I took a spin in the new Mercedes EV, which has the body of a B-Class (a popular car in Europe) and a drivetrain built by Tesla. It's not a thrilling ride like the Tesla Model S, which is a more expensive car ($69,900 vs. $41,450). The B-Class is, however, a luxury Mercedes vehicle, and it feels like one. It's just a whole lot quieter.

The B-Class has a 28 kWh lithium-ion battery and takes two hours to charge up enough to go 60 miles. It has a range of 85 miles. Its biggest competitor is the electric BMW i3, which has a range of 80 to 100 miles and costs about the same price at $42,275. The Tesla Model S is significantly more expensive, but offers more than double the range—208 miles on a charge—for the cheapest model.

Even luxury-car aficionados probably aren't going to buy this car en masse. It's pricey for a vehicle that gets 85 miles to the charge and guarantees the lifespan of the on-board battery for just eight years or 100,000 miles. But the cost of eventually replacing a battery should also be compared to what a gasoline-powered car owner would spend repairing and maintaining a combustion engine, notes Bart Herring, general manager of product management at Mercedes Benz USA. "The math starts working closer than you’d think," he says.

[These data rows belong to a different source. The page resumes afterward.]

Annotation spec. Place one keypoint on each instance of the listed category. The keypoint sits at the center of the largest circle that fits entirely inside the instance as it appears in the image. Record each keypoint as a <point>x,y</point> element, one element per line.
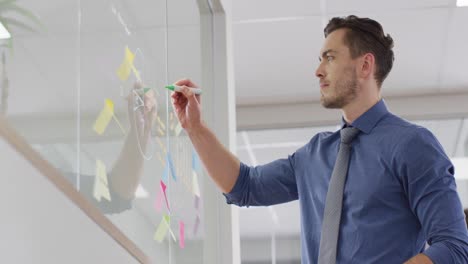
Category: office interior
<point>71,75</point>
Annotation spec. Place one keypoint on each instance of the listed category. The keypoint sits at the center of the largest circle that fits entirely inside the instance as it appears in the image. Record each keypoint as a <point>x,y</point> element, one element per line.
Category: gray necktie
<point>334,200</point>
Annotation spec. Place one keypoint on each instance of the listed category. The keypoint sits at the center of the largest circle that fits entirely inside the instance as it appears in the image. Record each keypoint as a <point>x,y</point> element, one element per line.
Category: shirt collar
<point>367,121</point>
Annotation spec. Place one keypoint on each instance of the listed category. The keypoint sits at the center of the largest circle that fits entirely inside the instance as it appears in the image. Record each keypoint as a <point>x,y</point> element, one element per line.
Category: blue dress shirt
<point>400,192</point>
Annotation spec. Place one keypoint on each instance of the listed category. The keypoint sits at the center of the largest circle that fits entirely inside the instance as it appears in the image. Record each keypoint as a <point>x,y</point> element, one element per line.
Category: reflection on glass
<point>85,86</point>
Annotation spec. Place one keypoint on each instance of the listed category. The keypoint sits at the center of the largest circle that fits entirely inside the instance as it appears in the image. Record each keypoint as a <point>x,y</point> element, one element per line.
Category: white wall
<point>40,225</point>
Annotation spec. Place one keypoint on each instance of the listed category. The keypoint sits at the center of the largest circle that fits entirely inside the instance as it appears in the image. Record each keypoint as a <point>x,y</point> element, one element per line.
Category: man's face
<point>336,72</point>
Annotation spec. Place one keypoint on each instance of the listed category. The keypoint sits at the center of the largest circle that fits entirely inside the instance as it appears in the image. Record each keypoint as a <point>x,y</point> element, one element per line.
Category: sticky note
<point>172,235</point>
<point>162,229</point>
<point>160,159</point>
<point>104,117</point>
<point>195,186</point>
<point>178,129</point>
<point>196,165</point>
<point>165,172</point>
<point>181,234</point>
<point>160,132</point>
<point>158,201</point>
<point>197,202</point>
<point>101,188</point>
<point>136,72</point>
<point>161,124</point>
<point>127,65</point>
<point>163,189</point>
<point>171,166</point>
<point>197,223</point>
<point>158,140</point>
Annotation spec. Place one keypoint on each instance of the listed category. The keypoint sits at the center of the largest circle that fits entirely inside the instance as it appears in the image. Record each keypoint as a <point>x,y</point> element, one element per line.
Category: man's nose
<point>319,71</point>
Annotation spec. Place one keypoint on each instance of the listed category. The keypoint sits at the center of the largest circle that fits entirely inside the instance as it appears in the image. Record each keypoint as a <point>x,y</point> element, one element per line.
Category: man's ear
<point>367,65</point>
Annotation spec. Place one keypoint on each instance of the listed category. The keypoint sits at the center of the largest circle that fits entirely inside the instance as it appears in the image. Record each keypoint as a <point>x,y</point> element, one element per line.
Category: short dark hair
<point>366,35</point>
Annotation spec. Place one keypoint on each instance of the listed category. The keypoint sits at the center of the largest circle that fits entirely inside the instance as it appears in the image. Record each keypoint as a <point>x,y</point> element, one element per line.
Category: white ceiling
<point>276,46</point>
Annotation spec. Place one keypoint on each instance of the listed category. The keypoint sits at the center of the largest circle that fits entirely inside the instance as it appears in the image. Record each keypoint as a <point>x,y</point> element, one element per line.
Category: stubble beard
<point>345,92</point>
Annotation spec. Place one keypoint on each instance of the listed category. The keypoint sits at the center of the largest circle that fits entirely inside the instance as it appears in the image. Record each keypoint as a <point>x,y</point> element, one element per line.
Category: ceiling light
<point>4,34</point>
<point>462,2</point>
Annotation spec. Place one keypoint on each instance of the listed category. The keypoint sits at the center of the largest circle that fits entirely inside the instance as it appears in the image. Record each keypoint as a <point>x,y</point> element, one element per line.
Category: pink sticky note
<point>163,188</point>
<point>181,234</point>
<point>158,202</point>
<point>197,202</point>
<point>195,227</point>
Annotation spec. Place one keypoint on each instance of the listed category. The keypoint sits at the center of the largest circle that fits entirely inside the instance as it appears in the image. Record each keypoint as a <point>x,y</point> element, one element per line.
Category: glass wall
<point>83,82</point>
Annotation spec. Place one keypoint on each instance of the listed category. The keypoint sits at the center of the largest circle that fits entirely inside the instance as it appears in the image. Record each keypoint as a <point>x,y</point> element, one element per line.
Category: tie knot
<point>348,134</point>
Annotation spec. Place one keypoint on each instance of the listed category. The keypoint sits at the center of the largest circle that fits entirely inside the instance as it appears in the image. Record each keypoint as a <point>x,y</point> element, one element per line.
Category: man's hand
<point>187,105</point>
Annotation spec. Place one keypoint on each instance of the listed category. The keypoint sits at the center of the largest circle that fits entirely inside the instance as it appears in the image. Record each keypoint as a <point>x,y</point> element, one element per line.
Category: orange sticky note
<point>181,234</point>
<point>162,229</point>
<point>101,188</point>
<point>104,117</point>
<point>163,189</point>
<point>195,186</point>
<point>127,65</point>
<point>158,201</point>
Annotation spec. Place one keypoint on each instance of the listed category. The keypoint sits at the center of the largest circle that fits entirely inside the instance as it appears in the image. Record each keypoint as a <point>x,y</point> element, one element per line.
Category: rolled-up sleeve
<point>429,182</point>
<point>264,185</point>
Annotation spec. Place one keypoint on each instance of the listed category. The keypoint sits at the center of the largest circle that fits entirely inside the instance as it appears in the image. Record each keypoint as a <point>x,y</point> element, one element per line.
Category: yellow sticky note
<point>162,229</point>
<point>101,188</point>
<point>195,186</point>
<point>137,73</point>
<point>104,117</point>
<point>127,65</point>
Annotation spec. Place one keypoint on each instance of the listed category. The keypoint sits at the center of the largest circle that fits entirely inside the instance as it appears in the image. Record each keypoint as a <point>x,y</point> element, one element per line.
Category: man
<point>399,191</point>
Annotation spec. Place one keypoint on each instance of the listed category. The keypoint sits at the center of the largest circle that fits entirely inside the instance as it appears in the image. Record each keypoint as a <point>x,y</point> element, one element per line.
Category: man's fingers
<point>185,82</point>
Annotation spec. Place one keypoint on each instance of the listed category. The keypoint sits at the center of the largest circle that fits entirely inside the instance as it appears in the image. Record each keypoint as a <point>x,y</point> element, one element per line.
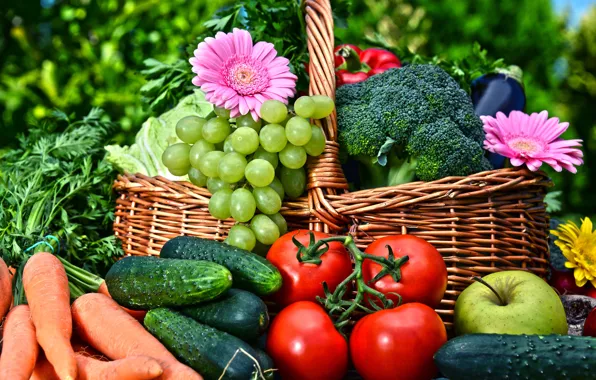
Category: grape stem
<point>334,301</point>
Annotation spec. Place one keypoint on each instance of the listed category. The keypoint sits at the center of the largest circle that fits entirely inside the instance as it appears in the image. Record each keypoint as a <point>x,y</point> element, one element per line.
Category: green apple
<point>510,302</point>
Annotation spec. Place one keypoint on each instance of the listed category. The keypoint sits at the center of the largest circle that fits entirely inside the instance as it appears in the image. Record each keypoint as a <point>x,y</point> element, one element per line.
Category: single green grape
<point>267,156</point>
<point>221,112</point>
<point>197,178</point>
<point>265,230</point>
<point>323,106</point>
<point>176,156</point>
<point>190,129</point>
<point>216,130</point>
<point>245,140</point>
<point>293,180</point>
<point>227,145</point>
<point>278,187</point>
<point>216,184</point>
<point>231,167</point>
<point>267,200</point>
<point>209,163</point>
<point>180,172</point>
<point>280,221</point>
<point>248,121</point>
<point>219,204</point>
<point>259,173</point>
<point>273,111</point>
<point>243,205</point>
<point>293,156</point>
<point>241,237</point>
<point>298,131</point>
<point>316,145</point>
<point>273,138</point>
<point>304,106</point>
<point>200,148</point>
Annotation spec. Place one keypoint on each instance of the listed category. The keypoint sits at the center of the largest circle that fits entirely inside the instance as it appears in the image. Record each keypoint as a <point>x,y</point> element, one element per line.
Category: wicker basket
<point>482,223</point>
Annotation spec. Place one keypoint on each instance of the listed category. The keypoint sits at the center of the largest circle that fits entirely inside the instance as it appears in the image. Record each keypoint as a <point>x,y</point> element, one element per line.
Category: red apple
<point>564,282</point>
<point>590,325</point>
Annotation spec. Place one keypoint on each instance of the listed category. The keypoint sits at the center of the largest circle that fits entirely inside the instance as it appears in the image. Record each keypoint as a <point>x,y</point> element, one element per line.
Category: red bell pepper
<point>353,65</point>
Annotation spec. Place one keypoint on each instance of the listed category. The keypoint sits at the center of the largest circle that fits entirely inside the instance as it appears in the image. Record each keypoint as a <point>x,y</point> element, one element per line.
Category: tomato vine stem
<point>335,301</point>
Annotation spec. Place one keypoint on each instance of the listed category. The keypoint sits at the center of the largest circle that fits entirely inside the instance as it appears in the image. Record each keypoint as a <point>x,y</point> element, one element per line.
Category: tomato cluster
<point>396,343</point>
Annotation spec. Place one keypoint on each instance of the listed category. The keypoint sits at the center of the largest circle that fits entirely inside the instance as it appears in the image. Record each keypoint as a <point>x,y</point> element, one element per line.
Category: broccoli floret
<point>417,113</point>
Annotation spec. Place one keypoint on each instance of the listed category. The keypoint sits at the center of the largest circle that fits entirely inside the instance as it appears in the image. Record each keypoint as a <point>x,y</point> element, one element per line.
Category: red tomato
<point>398,344</point>
<point>304,344</point>
<point>423,276</point>
<point>303,281</point>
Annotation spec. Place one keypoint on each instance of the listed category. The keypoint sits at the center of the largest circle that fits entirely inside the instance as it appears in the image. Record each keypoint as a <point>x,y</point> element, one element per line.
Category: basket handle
<point>325,173</point>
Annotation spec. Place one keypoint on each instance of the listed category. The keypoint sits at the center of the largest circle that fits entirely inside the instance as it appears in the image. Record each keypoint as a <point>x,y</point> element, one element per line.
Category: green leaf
<point>152,87</point>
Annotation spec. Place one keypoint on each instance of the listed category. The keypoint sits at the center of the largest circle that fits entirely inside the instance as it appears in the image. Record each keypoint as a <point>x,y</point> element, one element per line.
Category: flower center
<point>245,75</point>
<point>525,146</point>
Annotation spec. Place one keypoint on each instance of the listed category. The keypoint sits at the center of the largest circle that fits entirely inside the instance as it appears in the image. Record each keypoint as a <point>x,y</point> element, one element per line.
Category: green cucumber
<point>495,356</point>
<point>203,348</point>
<point>148,282</point>
<point>250,271</point>
<point>237,312</point>
<point>266,363</point>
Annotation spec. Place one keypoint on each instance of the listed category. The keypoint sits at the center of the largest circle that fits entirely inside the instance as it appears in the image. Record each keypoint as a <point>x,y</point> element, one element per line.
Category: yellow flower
<point>579,248</point>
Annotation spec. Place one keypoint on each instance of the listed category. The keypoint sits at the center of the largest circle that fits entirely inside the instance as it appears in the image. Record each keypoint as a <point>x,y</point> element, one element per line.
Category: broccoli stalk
<point>410,123</point>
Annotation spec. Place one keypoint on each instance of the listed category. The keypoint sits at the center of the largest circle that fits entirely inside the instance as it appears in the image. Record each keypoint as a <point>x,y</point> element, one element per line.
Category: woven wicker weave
<point>482,223</point>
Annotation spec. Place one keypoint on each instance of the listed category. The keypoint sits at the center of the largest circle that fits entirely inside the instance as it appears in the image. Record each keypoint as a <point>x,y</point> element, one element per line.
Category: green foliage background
<point>74,54</point>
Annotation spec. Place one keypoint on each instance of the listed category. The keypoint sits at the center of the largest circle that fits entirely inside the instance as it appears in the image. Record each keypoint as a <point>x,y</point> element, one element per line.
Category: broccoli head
<point>418,113</point>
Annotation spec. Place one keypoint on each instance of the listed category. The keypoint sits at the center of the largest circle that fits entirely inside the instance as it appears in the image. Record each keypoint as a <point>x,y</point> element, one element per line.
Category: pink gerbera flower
<point>531,140</point>
<point>238,76</point>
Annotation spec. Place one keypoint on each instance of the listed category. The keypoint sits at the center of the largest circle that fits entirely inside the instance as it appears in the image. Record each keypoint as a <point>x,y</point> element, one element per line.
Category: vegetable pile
<point>201,309</point>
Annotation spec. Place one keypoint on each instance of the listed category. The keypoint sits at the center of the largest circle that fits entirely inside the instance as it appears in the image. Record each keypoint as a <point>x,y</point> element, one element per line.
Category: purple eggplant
<point>499,91</point>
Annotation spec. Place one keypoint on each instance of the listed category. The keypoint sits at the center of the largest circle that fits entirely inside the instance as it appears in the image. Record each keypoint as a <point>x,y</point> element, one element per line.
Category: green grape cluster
<point>250,166</point>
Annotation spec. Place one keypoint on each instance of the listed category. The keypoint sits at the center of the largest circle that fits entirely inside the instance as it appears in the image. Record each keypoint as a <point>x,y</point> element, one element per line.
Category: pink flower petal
<point>242,42</point>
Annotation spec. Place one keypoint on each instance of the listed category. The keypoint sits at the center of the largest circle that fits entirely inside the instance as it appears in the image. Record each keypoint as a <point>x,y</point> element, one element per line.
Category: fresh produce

This isn't an issue only with Mercedes. The BMW i3 only offers a similar eight-year/100,000-mile warranty, and Tesla offers an eight-year warranty for the Model S as well.

A lot of customers will want to lease the B-Class EV, eliminating issues about battery replacement, or use it as a second car for driving around town. And hopefully, in the not-so-distant future, EVs will start to make more financial sense to more people. The B-Class EV comes out this summer.